Malich zufolge hat sich auch wegen der Pille eine
Frauengesundheitsbewegung entwickelt: Themen wie Abtreibung,
Pillen-Nebenwirkungen, Thrombose-Risiko und gefürchtete Folgen wie
Krebs kamen öffentlich zur Sprache. Thrombosen und Embolien sind bis
heute Thema: Wie der AOK Bundesverband erklärt, bekommt mehr als die
Hälfte der Frauen, die die Pille auf Kosten der gesetzlichen Kassen
verordnet bekommt, risikoreichere Präparate der neueren Generation.
Aufklärung
Frauenärzte sehen einen gestiegenen Beratungsaufwand.
Albring erklärte, seit einigen Jahren werde bei jeder erstmaligen
Verschreibung eines Präparats ein vorgeschriebener Meldebogen
ausgefüllt und dabei ausführlich über das Thromboserisiko gesprochen.
Die Vorsitzende des Arbeitskreises Frauengesundheit in Medizin,
Psychotherapie und Gesellschaft, Ingrid Mühlhauser, erklärte hingegen
kürzlich auf dpa-Anfrage: "Die Informations- und Aufklärungsprozesse
in den Arztpraxen entsprechen bisher nicht den wissenschaftlichen
Anforderungen an informierte Entscheidungen." Frauen würden bisher
unzureichend über Nutzen und Schaden der unterschiedlichen
Verhütungsmethoden aufgeklärt.

Kondom und Pille sind in Deutschland die beliebtesten Verhütungsmittel.bild: imago images / ctk photo
Die Autorin Isabel Morelli kritisiert in dem Buch "Kleine Pille,
große Folgen" (erscheint am 17. August), dass Nebenwirkungen von
vielen Frauen nicht als solche bemerkt oder in Kauf genommen würden.
Es fehle an Wissen über den eigenen Körper, den Zyklus und die
Wirkung von Hormonen. Manche junge Mädchen sähen in der Pille eine
"Lifestyledroge", die etwa reinere Haut verspreche.
Verhütung heute
In einer Studie von 2019 der Bundeszentrale für
gesundheitliche Aufklärung (BZgA) erwiesen sich Pille und Kondom als
etwa gleich beliebt unter sexuell aktiven Erwachsenen in Deutschland.

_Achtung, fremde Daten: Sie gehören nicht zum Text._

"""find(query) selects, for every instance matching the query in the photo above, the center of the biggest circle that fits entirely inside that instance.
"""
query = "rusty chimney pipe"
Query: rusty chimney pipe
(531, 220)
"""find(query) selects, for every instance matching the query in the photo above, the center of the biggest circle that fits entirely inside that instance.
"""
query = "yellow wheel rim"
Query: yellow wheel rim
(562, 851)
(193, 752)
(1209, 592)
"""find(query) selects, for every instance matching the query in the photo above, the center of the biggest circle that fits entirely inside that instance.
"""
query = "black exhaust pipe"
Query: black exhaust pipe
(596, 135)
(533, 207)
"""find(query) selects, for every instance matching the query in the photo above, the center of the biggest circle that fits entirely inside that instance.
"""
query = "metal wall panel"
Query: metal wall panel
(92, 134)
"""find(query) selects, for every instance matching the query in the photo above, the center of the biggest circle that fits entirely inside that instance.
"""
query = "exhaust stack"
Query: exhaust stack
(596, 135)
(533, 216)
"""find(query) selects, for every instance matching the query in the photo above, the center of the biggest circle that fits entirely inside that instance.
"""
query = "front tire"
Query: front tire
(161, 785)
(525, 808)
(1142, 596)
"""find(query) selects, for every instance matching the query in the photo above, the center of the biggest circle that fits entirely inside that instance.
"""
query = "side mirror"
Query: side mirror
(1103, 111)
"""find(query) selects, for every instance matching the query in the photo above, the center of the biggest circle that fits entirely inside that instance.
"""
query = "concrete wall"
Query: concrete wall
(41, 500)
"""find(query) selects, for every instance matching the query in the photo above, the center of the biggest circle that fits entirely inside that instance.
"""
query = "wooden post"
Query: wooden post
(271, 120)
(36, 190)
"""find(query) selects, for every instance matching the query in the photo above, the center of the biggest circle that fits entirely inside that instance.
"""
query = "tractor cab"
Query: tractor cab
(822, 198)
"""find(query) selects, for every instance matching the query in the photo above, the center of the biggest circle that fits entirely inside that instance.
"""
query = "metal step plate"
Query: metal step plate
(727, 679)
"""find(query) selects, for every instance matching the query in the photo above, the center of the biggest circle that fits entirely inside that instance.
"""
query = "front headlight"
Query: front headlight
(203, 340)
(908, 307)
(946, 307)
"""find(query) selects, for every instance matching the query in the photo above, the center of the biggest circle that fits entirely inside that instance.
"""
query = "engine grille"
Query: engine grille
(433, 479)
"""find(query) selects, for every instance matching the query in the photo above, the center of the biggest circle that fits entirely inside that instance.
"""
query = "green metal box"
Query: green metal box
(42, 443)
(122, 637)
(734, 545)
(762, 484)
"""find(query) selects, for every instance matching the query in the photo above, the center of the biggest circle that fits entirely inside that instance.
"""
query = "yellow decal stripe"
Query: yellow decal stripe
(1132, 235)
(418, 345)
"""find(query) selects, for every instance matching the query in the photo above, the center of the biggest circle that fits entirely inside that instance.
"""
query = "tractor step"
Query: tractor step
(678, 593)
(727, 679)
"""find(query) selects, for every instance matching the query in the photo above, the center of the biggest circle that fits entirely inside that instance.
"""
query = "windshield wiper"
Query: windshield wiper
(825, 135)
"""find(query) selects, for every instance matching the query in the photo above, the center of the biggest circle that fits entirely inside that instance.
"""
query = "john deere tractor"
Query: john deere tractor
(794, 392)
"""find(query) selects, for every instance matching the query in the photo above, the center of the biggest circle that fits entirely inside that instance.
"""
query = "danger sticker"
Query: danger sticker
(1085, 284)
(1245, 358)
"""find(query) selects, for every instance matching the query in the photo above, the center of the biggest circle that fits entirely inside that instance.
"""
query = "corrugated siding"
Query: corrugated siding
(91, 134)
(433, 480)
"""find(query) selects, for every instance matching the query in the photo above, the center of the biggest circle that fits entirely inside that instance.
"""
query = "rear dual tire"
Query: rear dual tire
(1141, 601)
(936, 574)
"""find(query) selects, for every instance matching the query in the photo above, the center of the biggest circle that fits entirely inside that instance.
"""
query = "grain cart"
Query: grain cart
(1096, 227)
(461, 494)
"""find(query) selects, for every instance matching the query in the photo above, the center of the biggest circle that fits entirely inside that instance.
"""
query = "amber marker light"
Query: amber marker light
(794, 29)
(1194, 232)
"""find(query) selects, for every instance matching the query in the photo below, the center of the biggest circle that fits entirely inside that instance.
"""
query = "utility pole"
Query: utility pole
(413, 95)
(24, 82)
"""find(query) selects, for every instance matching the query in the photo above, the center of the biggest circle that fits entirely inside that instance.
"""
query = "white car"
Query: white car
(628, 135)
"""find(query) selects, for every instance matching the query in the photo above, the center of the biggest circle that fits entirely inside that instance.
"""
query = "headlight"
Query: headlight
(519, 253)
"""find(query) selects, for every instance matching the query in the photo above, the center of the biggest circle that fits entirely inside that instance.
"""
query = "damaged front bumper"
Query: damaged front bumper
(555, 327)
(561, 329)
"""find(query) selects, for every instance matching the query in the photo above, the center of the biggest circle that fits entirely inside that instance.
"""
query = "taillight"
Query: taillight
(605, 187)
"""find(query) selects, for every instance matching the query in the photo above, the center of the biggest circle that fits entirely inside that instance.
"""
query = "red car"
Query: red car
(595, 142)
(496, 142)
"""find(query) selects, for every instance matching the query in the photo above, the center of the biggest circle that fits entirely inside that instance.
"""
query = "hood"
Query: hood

Die BZgA konstatierte einen "Verhaltenswandel": Im Vergleich zur
Vorgängerstudie von 2011 nahm die Kondomnutzung zu, während die Pille
an Zuspruch verlor, vor allem bei Frauen zwischen 18 und 29.
Insgesamt zeige sich "eine eher kritische Einstellung zu hormonellen
Verhütungsmethoden". Fast jede zweite Befragte stimmte der Aussage
zu, dass Verhütung mit Hormonen "negative Auswirkungen auf Körper und
Seele" habe. Verordnungsdaten belegen den Trend bei jungen Frauen.
Zukunft Technik?
Die heutige Kritik kommt aus Sicht von
Wissenschaftlerin Lisa Malich vor allem von jüngeren Frauen, denen
ein ökologisches Leben wichtig ist. Aber auch Technologien, die durch
die Bestimmung des Eisprungs bei der Verhütung helfen sollen,
spielten eine Rolle. Frauenarzt Albring zeigt sich mit Blick auf den
Nutzen solcher Apps äußerst skeptisch. "Insgesamt sehen wir ein
großes Interesse an natürlicher Verhütung, aber in der Praxis ist das
nur für ganz wenige Paare ein sinnvoller Weg, meist wenn schon
irgendwie ein bisschen ein Kinderwunsch besteht und es nicht schlimm
ist, wenn dann doch eine Schwangerschaft eintritt."
Alternativen

Die Spirale wird zu einer immer beliebteren Alternative zur Pille.Bild: www.imago-images.de / imagebroker/schreiter
In den vergangenen Jahren seien häufiger Spiralen
eingesetzt worden als früher, weil es inzwischen kleinere, auch für
junge Frauen verträglichere Modelle gebe, so Albring. "Dass die
Pille als Verhütungsmittel komplett durch andere Methoden ersetzt und
abgelöst werden könnte, ist nicht abzusehen." Es gebe keine derartig
zuverlässigen und alltagstauglichen Alternativen. Manche Kritiker
würden ergänzen: Insbesondere fehlt noch die Pille für den Mann.
International
Nach einem Bericht des Bevölkerungsfonds der Vereinten
Nationen (UNFPA) nutzen geschätzt 232 Millionen Frauen in 120 Ländern
keine Verhütungsmittel, obwohl sie nicht schwanger werden möchten.
Aber immerhin habe sich die Zahl der Frauen, die moderne
Verhütungsmittel wie die Pille einsetzen, zwischen 1990 und 2018
beinahe verdoppelt, auf 840 Millionen. Dies habe zu Rückgängen bei
ungewollten Schwangerschaften und der Müttersterblichkeit geführt.